Kto napełnił serce Duchem Mądrości i Bożym zrozumieniem koduje już w sobie inny owoc...
Mówi Salomon - „mój owoc jest lepszy niż najczystsze złoto a mój dochód niż wyborne srebro. Prowadzę drogę sprawiedliwości, w pośrodku ścieżek sądu, abym odziedziczył majątek po miłującym”. I bądźcie na tyle mądrzy, aby odczytać te biblijne kody! Tam jest schowana cała mądrość tego świata... i jest to instrukcja na czas wniebowstąpienia.

Srebro i złoto od zarania towarzyszy człowiekowi i od początku pisze o nich Biblia. Bóg ustanowił miary i wagi ze złota i srebra i jeszcze powiedział, nie będziesz miał w swojej torbie różnych odważników, wielkiego i małego, nie będziesz miał w swoim domu różnych miar, wielkiej i małej, będziesz miał doskonałą i sprawiedliwą miarę, aby twoje dni na Ziemi przedłużyły się, które daje ci Bóg twój... i tu dokładnie widzimy: srebro, złoto czy pieniądze za nie zdobyte, nie są sprawą świecką tylko duchową kwestią.
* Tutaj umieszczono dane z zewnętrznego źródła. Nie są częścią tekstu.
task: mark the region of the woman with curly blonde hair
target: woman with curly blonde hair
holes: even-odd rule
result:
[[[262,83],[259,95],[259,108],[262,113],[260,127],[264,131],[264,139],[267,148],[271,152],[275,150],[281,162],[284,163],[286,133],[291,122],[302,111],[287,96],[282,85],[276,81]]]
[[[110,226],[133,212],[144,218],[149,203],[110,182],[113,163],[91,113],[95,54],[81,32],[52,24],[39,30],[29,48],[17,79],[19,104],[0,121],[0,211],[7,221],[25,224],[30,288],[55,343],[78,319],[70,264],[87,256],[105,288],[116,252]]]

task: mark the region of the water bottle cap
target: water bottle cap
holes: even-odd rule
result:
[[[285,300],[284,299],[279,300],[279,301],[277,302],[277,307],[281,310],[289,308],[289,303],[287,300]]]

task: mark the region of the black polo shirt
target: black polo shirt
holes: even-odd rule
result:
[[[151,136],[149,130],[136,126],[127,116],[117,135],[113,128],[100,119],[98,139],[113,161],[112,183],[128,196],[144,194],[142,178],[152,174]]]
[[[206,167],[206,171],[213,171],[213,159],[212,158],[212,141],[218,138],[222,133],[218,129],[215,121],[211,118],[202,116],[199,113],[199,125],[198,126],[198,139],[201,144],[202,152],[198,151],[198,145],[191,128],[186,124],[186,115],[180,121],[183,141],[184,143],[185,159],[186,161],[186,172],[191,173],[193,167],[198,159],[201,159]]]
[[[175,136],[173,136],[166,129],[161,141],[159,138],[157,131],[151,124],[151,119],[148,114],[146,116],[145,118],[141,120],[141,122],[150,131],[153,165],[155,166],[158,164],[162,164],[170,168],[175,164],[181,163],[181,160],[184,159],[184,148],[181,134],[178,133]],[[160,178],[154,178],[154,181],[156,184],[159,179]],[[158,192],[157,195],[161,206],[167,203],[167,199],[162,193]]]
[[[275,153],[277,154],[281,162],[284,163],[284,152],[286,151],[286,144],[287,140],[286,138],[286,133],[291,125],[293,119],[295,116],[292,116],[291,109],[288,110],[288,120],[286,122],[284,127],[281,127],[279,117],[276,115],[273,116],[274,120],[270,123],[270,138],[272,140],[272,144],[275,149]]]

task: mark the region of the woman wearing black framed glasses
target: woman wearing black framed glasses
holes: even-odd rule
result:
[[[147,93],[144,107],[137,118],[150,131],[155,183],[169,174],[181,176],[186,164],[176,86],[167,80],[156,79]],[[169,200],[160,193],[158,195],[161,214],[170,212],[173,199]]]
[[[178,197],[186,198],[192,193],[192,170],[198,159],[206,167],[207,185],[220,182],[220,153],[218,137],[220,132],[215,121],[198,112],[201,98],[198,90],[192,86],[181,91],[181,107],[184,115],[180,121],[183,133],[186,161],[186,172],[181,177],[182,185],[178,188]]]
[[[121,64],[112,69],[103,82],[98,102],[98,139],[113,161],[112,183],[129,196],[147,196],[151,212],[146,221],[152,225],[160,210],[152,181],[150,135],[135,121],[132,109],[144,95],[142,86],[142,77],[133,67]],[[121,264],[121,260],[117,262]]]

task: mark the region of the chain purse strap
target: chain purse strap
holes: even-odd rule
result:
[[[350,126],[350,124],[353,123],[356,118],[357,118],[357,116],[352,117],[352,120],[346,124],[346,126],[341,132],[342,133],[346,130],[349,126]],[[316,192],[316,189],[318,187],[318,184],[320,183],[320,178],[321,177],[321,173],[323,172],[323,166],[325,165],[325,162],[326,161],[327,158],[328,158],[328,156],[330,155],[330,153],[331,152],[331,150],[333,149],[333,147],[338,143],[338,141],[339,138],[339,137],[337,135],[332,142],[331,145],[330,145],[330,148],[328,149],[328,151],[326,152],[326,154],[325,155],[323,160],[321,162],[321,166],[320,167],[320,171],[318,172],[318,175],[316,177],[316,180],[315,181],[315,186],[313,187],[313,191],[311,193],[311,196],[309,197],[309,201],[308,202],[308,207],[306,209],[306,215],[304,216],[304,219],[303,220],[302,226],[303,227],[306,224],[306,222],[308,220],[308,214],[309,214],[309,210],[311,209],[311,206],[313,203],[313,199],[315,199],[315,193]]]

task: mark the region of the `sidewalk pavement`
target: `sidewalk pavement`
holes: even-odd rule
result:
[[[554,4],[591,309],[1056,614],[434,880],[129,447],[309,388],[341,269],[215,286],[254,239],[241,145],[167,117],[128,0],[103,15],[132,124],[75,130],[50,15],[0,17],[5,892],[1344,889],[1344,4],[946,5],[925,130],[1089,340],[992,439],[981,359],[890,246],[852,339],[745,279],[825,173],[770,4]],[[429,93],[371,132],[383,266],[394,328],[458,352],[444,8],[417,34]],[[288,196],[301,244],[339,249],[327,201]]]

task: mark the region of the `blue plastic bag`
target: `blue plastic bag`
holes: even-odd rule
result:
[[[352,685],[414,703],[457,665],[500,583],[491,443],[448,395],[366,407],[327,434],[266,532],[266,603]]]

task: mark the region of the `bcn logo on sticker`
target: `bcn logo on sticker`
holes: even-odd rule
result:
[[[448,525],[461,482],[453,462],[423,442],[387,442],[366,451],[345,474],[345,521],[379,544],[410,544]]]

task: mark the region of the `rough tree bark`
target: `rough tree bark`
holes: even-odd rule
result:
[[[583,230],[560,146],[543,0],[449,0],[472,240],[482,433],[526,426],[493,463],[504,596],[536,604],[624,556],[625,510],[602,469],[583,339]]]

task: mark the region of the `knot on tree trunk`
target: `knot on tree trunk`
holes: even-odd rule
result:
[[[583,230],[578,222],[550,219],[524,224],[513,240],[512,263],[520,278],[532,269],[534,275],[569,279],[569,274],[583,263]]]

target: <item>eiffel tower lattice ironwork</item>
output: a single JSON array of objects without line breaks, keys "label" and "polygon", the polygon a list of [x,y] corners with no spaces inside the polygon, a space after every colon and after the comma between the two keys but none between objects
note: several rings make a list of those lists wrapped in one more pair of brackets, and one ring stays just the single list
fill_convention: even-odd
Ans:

Złoto - słonce, srebro - księżyc, te 2 kruszce mają wielką alchemiczną symboliczną wymowę, te tajemnicze minerały, które nie ulegają zniszczeniu, a kiedy powiązane są z sobą tworzą trwały duchowy związek, dlatego aż tyle razy zostały wymienione w Biblii w różnej formie.

Jak to można zrozumieć?
Gdzie znaleźć tą mądrość?
Jaką mają prawdziwą wartość dla człowieka?
A jeszcze Biblia nam mówi, że nie można ich znaleźć w krainie żywych, a ich utrata znaczy dla człowieka większą stratę niż mnóstwo złotych i srebrnych ozdób.

To jest twoja drogocenna oprawa twojej gwiazdy w twojej wewnętrznej świątyni... póki co, to twoje naczynie jest gliniane, które łatwo stłuc, bo nie zahartowałeś go człowieku jak potrzeba. I mówi Bóg ustami swoich proroków - „nie będziesz pomnażał sobie żon”. Bóg mówi wyraźnie, że do Jego Domu prowadzą tylko 2 bramy.

Ida - żeński księżycowy kanał i Pingala - męski słoneczny kanał, są to 2 bramy, 2 klucze - złoty i srebrny, jaki widzimy u bram Watykanu, te 2 kanały łączą strefy subtelne z fizycznymi. Ale kiedy razem wpływają do kanału Sushumna, w człowieku zmienia się świadomość, budzi się w nim nowa mądrość. To wszystko znajduje się w naszej świątyni, a nie w tej zewnętrznej, w której szuka człowiek Boga. To te 3 kanały dają początek nowego życia człowieka.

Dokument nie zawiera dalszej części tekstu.